Routing behavior is driven by gateway/src/gateway/config.json locally and by AWS Systems Manager Parameter Store in deployed environments.

Aliases

Aliases give provider/model pairs stable names that routing rules can reference:

{
  "aliases": {
    "Claude Haiku 4-5 Bedrock": {
      "provider": "bedrock",
      "model": "us.anthropic.claude-haiku-4-5-20251001-v1:0"
    }
  }
}

Default Model

The gateway uses default_model when no routing rule matches the request metadata:

{
  "default_model": "Claude Haiku 4-5 Bedrock"
}

Routing Rules

Rules match on the JSON object passed in the metadata header.
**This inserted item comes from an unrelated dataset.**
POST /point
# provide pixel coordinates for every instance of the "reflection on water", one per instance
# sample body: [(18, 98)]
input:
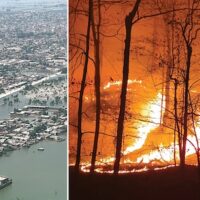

Targets are weighted:

{
  "routing_rules": [
    {
      "id": "1",
      "name": "Code generation",
      "match": { "name": "task-type", "value": "code_generation" },
      "targets": [
        { "alias": "Claude Sonnet 4-5 Bedrock", "weight": 6 },
        { "alias": "Nova Pro Bedrock", "weight": 4 }
      ]
    }
  ]
}

If a client sends:

metadata: {"task-type":"code_generation"}

the gateway chooses between the configured targets according to their weights.

Retries and Fallbacks

target_retries controls retries for a selected target. fallbacks define aliases to try after the rule/default target chain is exhausted:

{
  "target_retries": 2,
  "fallbacks": ["Claude Haiku 4-5 Bedrock Fallback"]
}

Timeouts and Cooldowns

initial_response_timeout caps time to first response. stream_idle_timeout caps idle time between streamed chunks. cooldown_ttl temporarily removes a provider/model pair from routing after rate-limit failures:

{
  "initial_response_timeout": 30,
  "stream_idle_timeout": 5,
  "cooldown_ttl": 60
}

Prompt Cache

Prompt cache settings control exact and semantic response caching:

{
  "prompt_cache": {
    "ttl_seconds": 3600,
    "temperature_threshold": 0.3,
    "semantic": {
      "similarity_threshold": 0.8,
      "top_k": 3,
      "conversation_size_threshold": 3
    }
  }
}

Streaming requests bypass the cache. Non-streaming requests can use exact matching and, when configured, semantic matching.